More specifically, I have serialized an object to a file written in a hexadecimal format. The problem occurs when I want to read one line at a time from this file. For example, the file can look like this:
aced 0005 7372 0005 5465 7374 41f2 13c1
215c 9734 6b02 0000 7870
However, the code underneath reads the whole file (instead of just the first line). Also, it automatically converts the hexadecimal data into something more readable: ¬ísrTestAòÁ
....
try (BufferedReader file = new BufferedReader(new FileReader(fileName))) {
read(file);
} catch ...
....
public static void read(BufferedReader in) throws IOException{
String line = in.readLine();
System.out.println(line); // PROBLEM: This prints every line
}
}
This code works perfectly fine if I have a normal text file with some random words, it only prints the first line. My guess is the problems lies in the serialization format. I read somewhere (probably the API) that the file is supposed to be in binary (even though my file is in hexadecimal??).

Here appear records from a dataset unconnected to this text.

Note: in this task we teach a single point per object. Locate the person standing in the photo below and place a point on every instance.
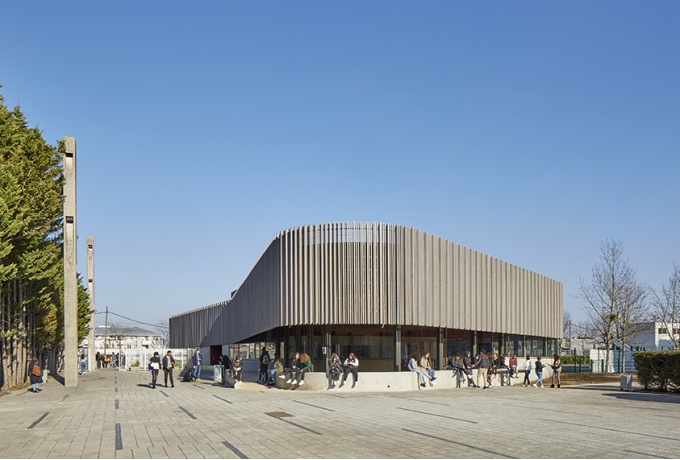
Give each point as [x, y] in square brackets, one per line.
[168, 365]
[426, 366]
[264, 364]
[334, 370]
[83, 364]
[35, 372]
[197, 360]
[539, 372]
[237, 368]
[482, 364]
[351, 365]
[413, 366]
[468, 365]
[277, 368]
[527, 372]
[513, 366]
[154, 367]
[557, 370]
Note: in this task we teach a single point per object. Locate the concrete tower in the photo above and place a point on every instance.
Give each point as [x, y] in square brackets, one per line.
[70, 268]
[92, 365]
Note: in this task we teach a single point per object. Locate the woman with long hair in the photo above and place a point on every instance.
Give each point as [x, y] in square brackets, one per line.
[351, 366]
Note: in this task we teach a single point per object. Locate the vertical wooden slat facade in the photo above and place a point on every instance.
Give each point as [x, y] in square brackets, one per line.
[362, 273]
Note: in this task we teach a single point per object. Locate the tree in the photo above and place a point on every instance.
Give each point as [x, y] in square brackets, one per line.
[31, 246]
[614, 300]
[667, 306]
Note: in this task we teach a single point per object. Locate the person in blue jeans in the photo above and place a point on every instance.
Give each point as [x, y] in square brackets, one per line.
[196, 361]
[539, 373]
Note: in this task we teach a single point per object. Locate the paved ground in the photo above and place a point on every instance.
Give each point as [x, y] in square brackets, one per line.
[115, 414]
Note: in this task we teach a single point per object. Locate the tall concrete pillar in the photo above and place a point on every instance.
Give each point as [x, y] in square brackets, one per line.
[70, 269]
[92, 365]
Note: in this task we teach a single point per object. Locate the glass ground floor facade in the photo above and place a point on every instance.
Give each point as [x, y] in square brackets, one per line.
[387, 347]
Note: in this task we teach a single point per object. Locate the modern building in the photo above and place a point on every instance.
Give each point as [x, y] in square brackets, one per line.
[655, 336]
[381, 291]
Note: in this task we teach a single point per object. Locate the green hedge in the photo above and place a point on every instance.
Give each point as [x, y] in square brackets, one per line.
[658, 370]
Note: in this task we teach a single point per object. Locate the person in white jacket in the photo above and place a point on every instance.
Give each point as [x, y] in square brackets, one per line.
[527, 371]
[413, 366]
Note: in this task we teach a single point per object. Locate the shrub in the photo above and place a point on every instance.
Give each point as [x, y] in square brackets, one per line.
[659, 370]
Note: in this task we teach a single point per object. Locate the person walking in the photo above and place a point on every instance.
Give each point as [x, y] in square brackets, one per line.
[305, 366]
[351, 365]
[539, 373]
[293, 370]
[197, 360]
[154, 367]
[557, 370]
[468, 365]
[168, 365]
[482, 364]
[264, 364]
[527, 372]
[513, 366]
[413, 366]
[35, 373]
[334, 370]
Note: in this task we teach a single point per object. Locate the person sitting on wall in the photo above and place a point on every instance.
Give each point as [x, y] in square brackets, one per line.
[351, 365]
[413, 366]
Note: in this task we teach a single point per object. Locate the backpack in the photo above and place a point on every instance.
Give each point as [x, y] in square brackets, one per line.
[36, 371]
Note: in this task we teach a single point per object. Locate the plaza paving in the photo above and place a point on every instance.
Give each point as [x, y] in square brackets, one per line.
[115, 414]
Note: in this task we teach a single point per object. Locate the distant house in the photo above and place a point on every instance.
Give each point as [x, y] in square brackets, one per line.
[125, 338]
[656, 336]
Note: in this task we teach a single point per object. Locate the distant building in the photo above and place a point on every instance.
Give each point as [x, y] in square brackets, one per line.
[656, 336]
[125, 338]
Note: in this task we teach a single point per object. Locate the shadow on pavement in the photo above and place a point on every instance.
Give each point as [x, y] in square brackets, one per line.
[647, 397]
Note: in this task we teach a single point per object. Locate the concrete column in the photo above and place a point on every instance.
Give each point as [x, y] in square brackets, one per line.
[441, 353]
[92, 365]
[397, 348]
[70, 268]
[474, 343]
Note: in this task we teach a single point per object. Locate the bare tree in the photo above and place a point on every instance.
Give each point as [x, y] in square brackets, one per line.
[612, 296]
[631, 316]
[667, 306]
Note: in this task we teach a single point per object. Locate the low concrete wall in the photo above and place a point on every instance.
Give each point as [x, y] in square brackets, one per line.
[379, 381]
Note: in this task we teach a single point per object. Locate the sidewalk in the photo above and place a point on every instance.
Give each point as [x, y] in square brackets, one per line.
[113, 414]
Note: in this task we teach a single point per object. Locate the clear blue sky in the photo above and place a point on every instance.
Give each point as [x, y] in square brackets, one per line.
[529, 131]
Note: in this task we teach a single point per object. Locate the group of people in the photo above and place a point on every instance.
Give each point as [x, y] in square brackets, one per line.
[167, 363]
[488, 366]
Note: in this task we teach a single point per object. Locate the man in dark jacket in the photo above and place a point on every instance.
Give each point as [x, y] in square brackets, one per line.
[36, 380]
[482, 364]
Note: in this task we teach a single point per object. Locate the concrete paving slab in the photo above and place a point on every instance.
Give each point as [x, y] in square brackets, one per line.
[203, 420]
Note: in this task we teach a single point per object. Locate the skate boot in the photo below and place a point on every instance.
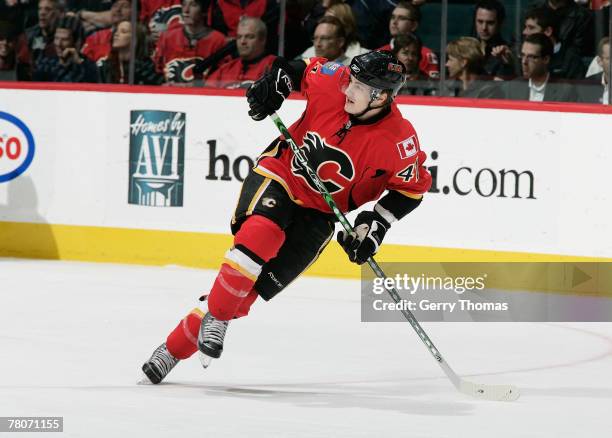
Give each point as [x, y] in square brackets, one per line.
[210, 338]
[160, 364]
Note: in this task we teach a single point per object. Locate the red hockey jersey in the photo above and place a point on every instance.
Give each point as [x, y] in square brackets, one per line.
[238, 73]
[175, 55]
[98, 45]
[161, 14]
[356, 164]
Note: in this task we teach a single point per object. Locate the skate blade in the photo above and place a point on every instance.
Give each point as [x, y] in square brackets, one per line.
[204, 359]
[144, 380]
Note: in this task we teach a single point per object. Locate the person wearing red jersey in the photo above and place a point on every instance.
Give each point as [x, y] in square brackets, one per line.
[179, 48]
[252, 62]
[160, 16]
[405, 19]
[98, 45]
[355, 137]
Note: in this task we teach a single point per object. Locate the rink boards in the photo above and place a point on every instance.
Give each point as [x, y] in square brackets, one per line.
[152, 178]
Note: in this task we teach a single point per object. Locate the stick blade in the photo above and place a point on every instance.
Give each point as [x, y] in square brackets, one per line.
[490, 392]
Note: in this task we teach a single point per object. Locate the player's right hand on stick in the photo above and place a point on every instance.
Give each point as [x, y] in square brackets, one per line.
[267, 94]
[370, 229]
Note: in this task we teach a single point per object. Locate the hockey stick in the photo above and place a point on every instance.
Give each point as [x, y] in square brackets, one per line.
[486, 392]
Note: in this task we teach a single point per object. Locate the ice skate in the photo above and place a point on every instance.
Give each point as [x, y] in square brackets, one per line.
[210, 338]
[159, 365]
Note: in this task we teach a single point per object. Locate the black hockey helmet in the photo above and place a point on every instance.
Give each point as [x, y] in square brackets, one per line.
[379, 69]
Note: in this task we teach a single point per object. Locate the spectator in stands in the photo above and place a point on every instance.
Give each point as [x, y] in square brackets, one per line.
[94, 14]
[67, 64]
[344, 13]
[596, 87]
[405, 19]
[252, 61]
[160, 16]
[114, 69]
[225, 15]
[329, 41]
[318, 10]
[98, 44]
[565, 62]
[8, 39]
[576, 27]
[537, 84]
[407, 49]
[179, 49]
[465, 63]
[489, 17]
[20, 13]
[38, 39]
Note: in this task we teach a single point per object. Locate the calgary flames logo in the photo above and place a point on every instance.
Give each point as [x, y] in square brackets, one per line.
[180, 70]
[333, 165]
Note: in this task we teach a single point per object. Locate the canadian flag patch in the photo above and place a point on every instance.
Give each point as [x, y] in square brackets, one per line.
[408, 148]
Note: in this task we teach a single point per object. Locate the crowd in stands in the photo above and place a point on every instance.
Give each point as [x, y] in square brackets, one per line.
[561, 52]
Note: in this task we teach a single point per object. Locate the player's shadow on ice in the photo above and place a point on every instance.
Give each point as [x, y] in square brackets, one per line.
[23, 231]
[405, 399]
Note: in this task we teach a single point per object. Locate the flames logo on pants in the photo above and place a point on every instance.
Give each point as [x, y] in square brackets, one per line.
[333, 165]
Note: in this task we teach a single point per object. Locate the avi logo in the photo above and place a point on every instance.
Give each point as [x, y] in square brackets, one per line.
[157, 155]
[16, 147]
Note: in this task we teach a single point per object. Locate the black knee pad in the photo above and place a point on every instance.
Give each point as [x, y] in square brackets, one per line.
[305, 238]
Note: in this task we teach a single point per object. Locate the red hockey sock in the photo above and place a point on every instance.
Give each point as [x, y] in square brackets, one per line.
[183, 341]
[245, 305]
[257, 241]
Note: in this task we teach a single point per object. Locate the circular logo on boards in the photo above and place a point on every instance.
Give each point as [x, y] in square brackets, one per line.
[16, 147]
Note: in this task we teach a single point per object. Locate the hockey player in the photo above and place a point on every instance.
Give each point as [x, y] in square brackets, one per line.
[355, 137]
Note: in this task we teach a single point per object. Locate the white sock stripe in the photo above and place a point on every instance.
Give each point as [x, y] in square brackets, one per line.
[386, 214]
[244, 261]
[187, 333]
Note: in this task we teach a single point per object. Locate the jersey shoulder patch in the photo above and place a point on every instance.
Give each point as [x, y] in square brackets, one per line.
[409, 147]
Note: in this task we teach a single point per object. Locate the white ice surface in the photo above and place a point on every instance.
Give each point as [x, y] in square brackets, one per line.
[74, 335]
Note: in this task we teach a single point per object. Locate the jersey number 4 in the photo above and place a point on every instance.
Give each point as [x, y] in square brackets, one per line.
[408, 173]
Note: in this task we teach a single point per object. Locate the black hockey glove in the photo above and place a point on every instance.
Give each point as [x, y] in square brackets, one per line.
[370, 229]
[267, 93]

What should I do to be able to read one line at a time from this file?
EDIT: I have gotten quite a few of answers, which I am thankful for. I never wanted to deserialize the object - only be able to read every hexadecimal line (one at a time) so I could analyze the serialized object. I am sorry if the question was unclear.
Now I have realized that the file is actually not written in hexadecimal but in binary. Further, it is not even devided into lines. The problem I am facing now is to read every byte and convert it into hexadecimal. Basically, I want the data to look like the hexadecimal data above.
UPDATE:
immibis comments helped me solve this.
"Use FileInputStream (or a BufferedInputStream wrapping one) and call read() repeatedly - each call returns one byte (from 0 to 255) or -1 if there are no more bytes in the file. This is the simplest, but not the most efficient, way (reading an array is usually faster)"
The file does not contain hexadecimal text and is not separated into lines.
Whatever program you are using to edit the file is "helpfully" converting it into hexadecimal for you, since it would be gibberish if displayed directly.
If you are writing the file using ObjectOutputStream and FileOutputStream, then you need to read it using ObjectInputStream and FileInputStream.
Your question doesn't make any sense. Serialized data is binary. It doesn't contain lines. You can't read lines from it. You should either read bytes, with an InputStream, or objects, with an ObjectInputStream.